Yıl, 1911... Ramazan Bayramı’nın 3. günü... Libya sahillerine çıkan Müstevli İtalyan askerleri, bulabildikleri herkesi öldürdüler. Teslim olanlara da acımadılar... Trablus’ta kurdukları Divanı Harp’te, grup grup getirilen esirlerin yargılanmaları 3’er dakika sürerdi. Karar hemen binanın arkasında duvarın önünde infaz edilirdi...
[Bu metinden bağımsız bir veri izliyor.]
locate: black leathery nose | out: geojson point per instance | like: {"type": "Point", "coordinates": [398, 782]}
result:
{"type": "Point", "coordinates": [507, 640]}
Bir gün elleri kelepçeli; bir yaşlı, bir orta yaşlı, bir de delikanlı, çöl kıyafeti içinde üç kişi mahkemenin önüne çıkarılır. Başkan Albay Carlo Torelli, bu zavallıları yargılamak için tercümana der ki:
- Sor bakalım, bunlar kimlerdir? “Ben Osmanlı subayıyım”
Elleri kelepçeli orta yaşlı olanı, gayet iyi bir İtalyanca ile cevap verir:
- Tercüman istemez. Ben Osmanlı ordusundan Albay Ahmet Alaaddin’im. Bu yaşlı zat emekli Paşa Mehmet benim babamdır. Savaş için görev istedi. Bu delikanlı ise benim oğlumdur. Gönüllü olarak askere gitmiştir.
Hakim donup kalır.
- Yalan söylüyorsun, bu söylediklerin için belgen var mı?
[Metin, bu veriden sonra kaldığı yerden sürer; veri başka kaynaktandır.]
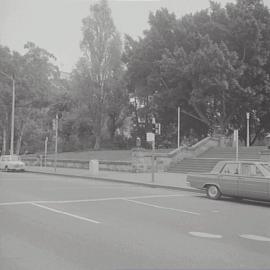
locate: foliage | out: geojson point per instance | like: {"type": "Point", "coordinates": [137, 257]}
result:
{"type": "Point", "coordinates": [214, 64]}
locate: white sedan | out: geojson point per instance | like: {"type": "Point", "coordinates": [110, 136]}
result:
{"type": "Point", "coordinates": [11, 163]}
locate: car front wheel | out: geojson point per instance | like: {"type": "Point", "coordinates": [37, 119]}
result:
{"type": "Point", "coordinates": [213, 192]}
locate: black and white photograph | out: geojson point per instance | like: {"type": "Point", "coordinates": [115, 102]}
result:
{"type": "Point", "coordinates": [134, 134]}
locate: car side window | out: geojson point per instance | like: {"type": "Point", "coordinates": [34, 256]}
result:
{"type": "Point", "coordinates": [230, 168]}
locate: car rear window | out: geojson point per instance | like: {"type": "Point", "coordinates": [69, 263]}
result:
{"type": "Point", "coordinates": [266, 166]}
{"type": "Point", "coordinates": [230, 168]}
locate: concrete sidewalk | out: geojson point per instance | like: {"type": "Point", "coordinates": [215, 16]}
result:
{"type": "Point", "coordinates": [162, 179]}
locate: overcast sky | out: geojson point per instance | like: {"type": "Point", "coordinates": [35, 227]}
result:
{"type": "Point", "coordinates": [55, 25]}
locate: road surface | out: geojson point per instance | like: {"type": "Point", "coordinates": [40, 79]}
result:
{"type": "Point", "coordinates": [49, 222]}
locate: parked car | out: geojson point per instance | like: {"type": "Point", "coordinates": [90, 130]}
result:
{"type": "Point", "coordinates": [11, 163]}
{"type": "Point", "coordinates": [242, 179]}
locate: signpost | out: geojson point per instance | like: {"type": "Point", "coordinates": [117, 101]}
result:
{"type": "Point", "coordinates": [150, 137]}
{"type": "Point", "coordinates": [178, 129]}
{"type": "Point", "coordinates": [45, 152]}
{"type": "Point", "coordinates": [248, 116]}
{"type": "Point", "coordinates": [235, 139]}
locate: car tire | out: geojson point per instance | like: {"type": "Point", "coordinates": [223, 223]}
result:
{"type": "Point", "coordinates": [213, 192]}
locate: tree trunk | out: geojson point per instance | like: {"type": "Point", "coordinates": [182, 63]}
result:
{"type": "Point", "coordinates": [4, 146]}
{"type": "Point", "coordinates": [19, 140]}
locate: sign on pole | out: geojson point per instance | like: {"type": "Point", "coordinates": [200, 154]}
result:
{"type": "Point", "coordinates": [150, 137]}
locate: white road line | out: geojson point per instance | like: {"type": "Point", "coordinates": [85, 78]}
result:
{"type": "Point", "coordinates": [162, 207]}
{"type": "Point", "coordinates": [255, 237]}
{"type": "Point", "coordinates": [205, 235]}
{"type": "Point", "coordinates": [65, 213]}
{"type": "Point", "coordinates": [95, 200]}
Ahmet Albay koynundan, kelepçeli elleri ile bir buruşuk kağıt çıkartıp fırlatır.
İtalyan albayı şaşırmıştır. Zira salona, başlarında siyah şapka, boyunlarında asılı fotoğraf makineleri ile; biri İngiliz, biri Fransız 2 gazeteci girer. Hakim sözlerini tarta tarta konuşmaya mecbur kalır:
- Siz 26 Ekim 1912 günü bizim askerlerimizi arkadan vurdunuz. Bize bağlı kalacağınıza söz verdiğiniz hâlde bunu neden yaptınız?
- Osmanlı sizin gibi kalleş değildir! Hiçbir zaman arkadan vurmaz! Asıl siz bu topraklarda ne arıyorsunuz? Bu Avrupalıların bir haydutluğudur. O harekâtı bizzat idâre ettim.
- Suçlu, suçunu itiraf etmiştir. Kurşuna dizilmelerine karar verilmiştir.
Eşiğine tükürülen mahkeme!
Bu üç kişi hemen dışarı çıkartılırken, 2 yabancı gazeteci ayağa kalkıp, bu mahkûmların önlerinde şapkalarını çıkartarak saygıyla selâmlarlar...
Biraz sonra binanın arkasından, bir manga askerin silah sesleri geldiğinde, gazeteciler, mahkeme heyetine arkalarını dönüp dışarı çıkarken; mahkemenin eşiğine tükürmüşlerdir...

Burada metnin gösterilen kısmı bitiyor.